By Ashika Rajan, Trainee Reporter
  • Follow author on
Tip Jar Feature
Representational Image

The US-based microblogging platform Twitter has started rolling out a new Tip Jar feature on its Android and iOS apps, which will enable users to send money directly to their favorite accounts.

To use the tip jar, when viewing someone’s profile on one of Twitter’s mobile apps, tap on the newly added dollar bill icon next to their username. Users will be able to toggle the tip jar feature, too (for certain individuals or organizations that don’t want people just sending them cash out of the blue). Users on Android will be able to send money via Twitter’s Clubhouse-like Spaces.

Bandcamp, Cash App, Patreon, Paypal, and Venmo are among the payment options and links supported by Tip Jar. Twitter is using those services’ external payment processors for transactions; it does not take a cut.
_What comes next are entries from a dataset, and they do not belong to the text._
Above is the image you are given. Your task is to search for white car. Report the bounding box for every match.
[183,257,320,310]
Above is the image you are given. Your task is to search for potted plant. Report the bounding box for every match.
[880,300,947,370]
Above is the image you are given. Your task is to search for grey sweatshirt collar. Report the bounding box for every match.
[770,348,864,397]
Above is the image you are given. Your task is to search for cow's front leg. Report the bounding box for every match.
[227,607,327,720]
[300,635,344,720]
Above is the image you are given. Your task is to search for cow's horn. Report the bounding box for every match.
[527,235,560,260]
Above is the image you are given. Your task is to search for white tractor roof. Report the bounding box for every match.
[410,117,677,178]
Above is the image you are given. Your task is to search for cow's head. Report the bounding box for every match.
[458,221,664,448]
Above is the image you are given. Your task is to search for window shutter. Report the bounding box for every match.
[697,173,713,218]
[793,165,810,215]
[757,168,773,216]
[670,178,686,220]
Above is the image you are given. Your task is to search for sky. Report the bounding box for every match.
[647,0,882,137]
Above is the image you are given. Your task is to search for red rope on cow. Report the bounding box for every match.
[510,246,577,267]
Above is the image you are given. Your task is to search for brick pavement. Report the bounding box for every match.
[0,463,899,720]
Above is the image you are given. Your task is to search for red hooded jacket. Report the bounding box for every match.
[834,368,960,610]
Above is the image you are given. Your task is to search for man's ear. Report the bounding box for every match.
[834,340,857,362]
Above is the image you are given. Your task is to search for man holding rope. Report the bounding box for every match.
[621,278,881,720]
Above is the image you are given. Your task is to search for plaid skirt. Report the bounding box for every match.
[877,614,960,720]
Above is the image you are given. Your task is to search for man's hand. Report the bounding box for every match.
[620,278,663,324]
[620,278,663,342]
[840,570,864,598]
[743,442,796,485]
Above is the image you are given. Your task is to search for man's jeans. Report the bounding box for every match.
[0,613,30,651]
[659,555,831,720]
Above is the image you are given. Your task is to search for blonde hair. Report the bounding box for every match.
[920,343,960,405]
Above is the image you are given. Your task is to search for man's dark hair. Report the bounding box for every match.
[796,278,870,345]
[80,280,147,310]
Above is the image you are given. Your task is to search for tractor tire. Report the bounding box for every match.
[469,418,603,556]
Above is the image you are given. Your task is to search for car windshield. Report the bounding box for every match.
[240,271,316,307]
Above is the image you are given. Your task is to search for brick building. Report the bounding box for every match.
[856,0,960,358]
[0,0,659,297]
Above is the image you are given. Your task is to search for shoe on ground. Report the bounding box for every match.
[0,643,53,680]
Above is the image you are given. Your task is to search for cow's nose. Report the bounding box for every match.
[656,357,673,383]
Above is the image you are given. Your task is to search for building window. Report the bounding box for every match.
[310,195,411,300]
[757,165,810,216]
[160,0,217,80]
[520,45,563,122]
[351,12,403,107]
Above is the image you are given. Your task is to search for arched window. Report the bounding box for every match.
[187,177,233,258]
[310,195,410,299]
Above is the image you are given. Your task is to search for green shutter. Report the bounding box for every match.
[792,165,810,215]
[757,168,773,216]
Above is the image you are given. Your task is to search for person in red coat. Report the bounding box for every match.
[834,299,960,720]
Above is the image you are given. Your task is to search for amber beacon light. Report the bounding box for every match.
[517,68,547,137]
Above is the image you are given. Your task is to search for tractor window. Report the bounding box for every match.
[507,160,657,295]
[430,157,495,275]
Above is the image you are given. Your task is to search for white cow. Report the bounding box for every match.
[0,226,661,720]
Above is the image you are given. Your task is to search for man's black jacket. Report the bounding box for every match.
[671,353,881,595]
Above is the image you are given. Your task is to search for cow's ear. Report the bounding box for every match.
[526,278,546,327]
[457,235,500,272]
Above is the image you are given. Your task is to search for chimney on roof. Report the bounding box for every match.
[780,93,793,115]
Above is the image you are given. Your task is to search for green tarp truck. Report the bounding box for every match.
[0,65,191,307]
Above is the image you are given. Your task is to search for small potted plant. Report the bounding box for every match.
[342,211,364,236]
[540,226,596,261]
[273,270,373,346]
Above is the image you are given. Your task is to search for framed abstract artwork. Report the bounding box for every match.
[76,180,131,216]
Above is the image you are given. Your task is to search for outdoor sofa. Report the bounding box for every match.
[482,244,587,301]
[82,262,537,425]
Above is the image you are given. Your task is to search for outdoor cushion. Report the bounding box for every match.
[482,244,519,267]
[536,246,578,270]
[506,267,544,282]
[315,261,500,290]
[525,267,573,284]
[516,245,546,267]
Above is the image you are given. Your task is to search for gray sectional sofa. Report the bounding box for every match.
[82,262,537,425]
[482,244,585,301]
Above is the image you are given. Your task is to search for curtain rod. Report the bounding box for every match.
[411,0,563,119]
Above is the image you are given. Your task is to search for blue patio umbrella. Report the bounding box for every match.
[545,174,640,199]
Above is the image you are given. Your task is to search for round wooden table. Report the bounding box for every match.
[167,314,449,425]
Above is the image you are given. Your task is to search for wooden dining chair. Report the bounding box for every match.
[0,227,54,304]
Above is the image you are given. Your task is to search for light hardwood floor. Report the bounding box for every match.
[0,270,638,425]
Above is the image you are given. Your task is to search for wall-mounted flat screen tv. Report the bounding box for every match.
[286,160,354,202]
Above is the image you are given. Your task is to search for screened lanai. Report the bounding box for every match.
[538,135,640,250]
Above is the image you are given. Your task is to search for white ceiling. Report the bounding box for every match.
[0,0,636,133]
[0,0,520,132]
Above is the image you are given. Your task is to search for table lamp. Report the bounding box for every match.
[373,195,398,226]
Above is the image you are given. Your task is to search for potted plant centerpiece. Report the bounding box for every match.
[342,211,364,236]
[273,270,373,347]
Starting last day, all English-language Twitter users can send tips, but only a small group (including “creators, journalists, experts, and nonprofits”) will be able to turn on the feature to accept money.

Users have been asking for tips or Patreon followers on Twitter for years, and finishing viral threads with a shoutout to a SoundCloud account has become a meme. As a result, it’s understandable that Twitter will want to streamline the feature as part of its own app.

To be clear, the only way to access Tip Jar right now is through navigating to a user’s profile. That means that sending someone money for a genuinely amazing tweet would take a little more effort than simply liking or retweeting it.

There are already some problems that Twitter must address. In a recent update, Twitter’s Support account acknowledged the issue, tweeting that it was “updating our tipping prompt and Help Center to make it clearer that other apps may share info between people sending or receiving tips, per their terms.”